52: Week Forty-Four
Review
Credits
- Words: Geoff Johns, Grant Morrison, Greg Rucka, & Mark Waid
- Art: Eddy Barrows
- Inks: Dan Green, Rodney Ramos, and Eddy Barrows
- Colors: Dave Baron
- Story Title: Deaths in the Family
- Publisher: DC Comics
- Price: $2.50
- Release Date: Mar 7, 2007
Posted by Dave Baxter on Mar 8, 2007
Tags: 52, barrows, dc, johns, morrison, rucka, waid
A moment of tragedy arrives at last – the event that brings World War III to the DCU is revealed in all its gory glory within this latest chapter of the 52 epic.
After the truly shocking, unexpected (though wholly convincing) twist at the end of last week’s Week Forty-Three, Black Adam and Isis square off with the Four Horsemen for the fate of Kahndaq’s future, a nearly issue-length contretemps that sets the stage for a big World War III event coming in another month and a half. Also: Montoya dons a particular hat and cloak and prepares for her future.

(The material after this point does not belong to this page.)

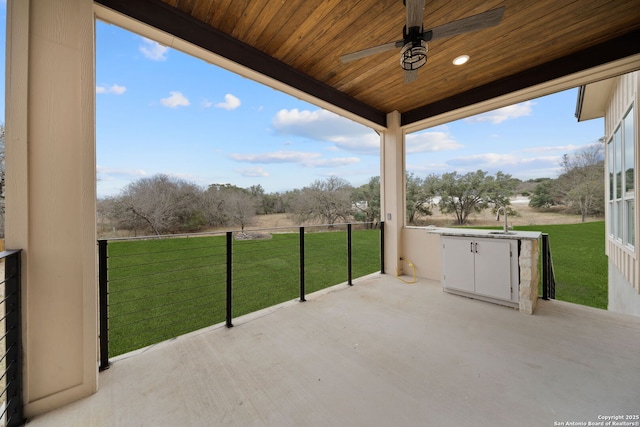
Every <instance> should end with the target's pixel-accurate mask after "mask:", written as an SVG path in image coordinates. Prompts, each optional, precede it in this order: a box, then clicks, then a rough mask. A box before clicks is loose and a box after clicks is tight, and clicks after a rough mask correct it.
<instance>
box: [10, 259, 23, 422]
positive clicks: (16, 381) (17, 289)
mask: <svg viewBox="0 0 640 427" xmlns="http://www.w3.org/2000/svg"><path fill="white" fill-rule="evenodd" d="M11 252H12V253H11V254H10V255H9V256H7V257H6V259H5V301H6V302H5V304H6V305H5V313H6V314H5V316H6V318H5V329H6V341H5V342H6V359H5V366H6V371H5V373H6V384H7V385H6V396H5V398H6V409H5V414H6V421H7V426H21V425H23V424H24V414H23V411H22V331H21V328H20V324H21V317H22V316H21V305H20V304H21V301H20V292H21V291H20V281H21V278H20V273H21V263H20V254H21V251H11ZM5 253H6V252H5Z"/></svg>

Unlike some other, plot-twist-that-shall-not-be-named of recent 52 precedent, the visceral horror that assaulted readers at the end of last week’s Week Forty-Three, and the consequent battle royale that it elicits here, are both effortlessly affecting, set-up and maneuvered into play by deft, pitch-perfect execution. As 52 nears an end, its many divvied plot threads have all arisen to reach respective crescendos. Sadly, the majority have been (at least in part) unsatisfactory: the Irons/Luthor conflict was anticlimactic, Montoya’s transformation a trifle heavy-handed, the Lobo/Heroes Space Odyssey without rhythm or discernable payoff, the Booster Gold/Supernova arc overall bland (though good for the mystery of 52 and for turning Skeets into an evil, surprisingly eerie antagonist), and the plot-that-shall-not-be-named an arbitrary experiment in specious storytelling. But the Adam/Isis arc that has enthralled with every installment, and now pays with a climax that trumps even the dramatic impact of Marvel’s Civil War #7.
The battle sequence in Week Forty-Four is a furious one, spellbinding in its brutality, utterly captivating in its intensity; from the first panel to the last, every beat of this pre-war drum is in perfect tempo with (and a bolstering, enlivening complement to) the rest of the ongoing DCU opus. Whoever the scripter responsible, they managed to craft a brilliant choreography, and a wholly buyable end, wherein one character’s change of heart and sudden, sinking shift of ethics is a sincere, chilling event, rather than an unfounded plot-device. This issue is pathos and conflict presented in exquisite extremes, and it is a profound and affecting one.

Eddy Barrows churns out some lush, unforgettable action sequences, and layout man extraordinaire Keith Giffen also deserves a free round for putting together a blow-by-blow throw-down that sent willies down my spine – I was positively giddy while I read this issue, and I haven’t experienced that during a major company event in years. Par excellence, Mr. Giffen, Mr Barrows. Damn fine show, gentlemen.
Perhaps the greatest issue of the series yet, and hopefully proves the quality of the upcoming World War III April crossover. Two months left and then we’re charging into Countdown. If DC can learn from fan response from 52’s poorer issues and stick to the tactics used in the tales that have proven across-the-board effective, then perhaps that second weekly event will be worth more of the continued weekly grind. One way or another, they’ll certainly have to prove such a thing to an ever-growing number of skeptical fans for what will more or less be 52 Season Two.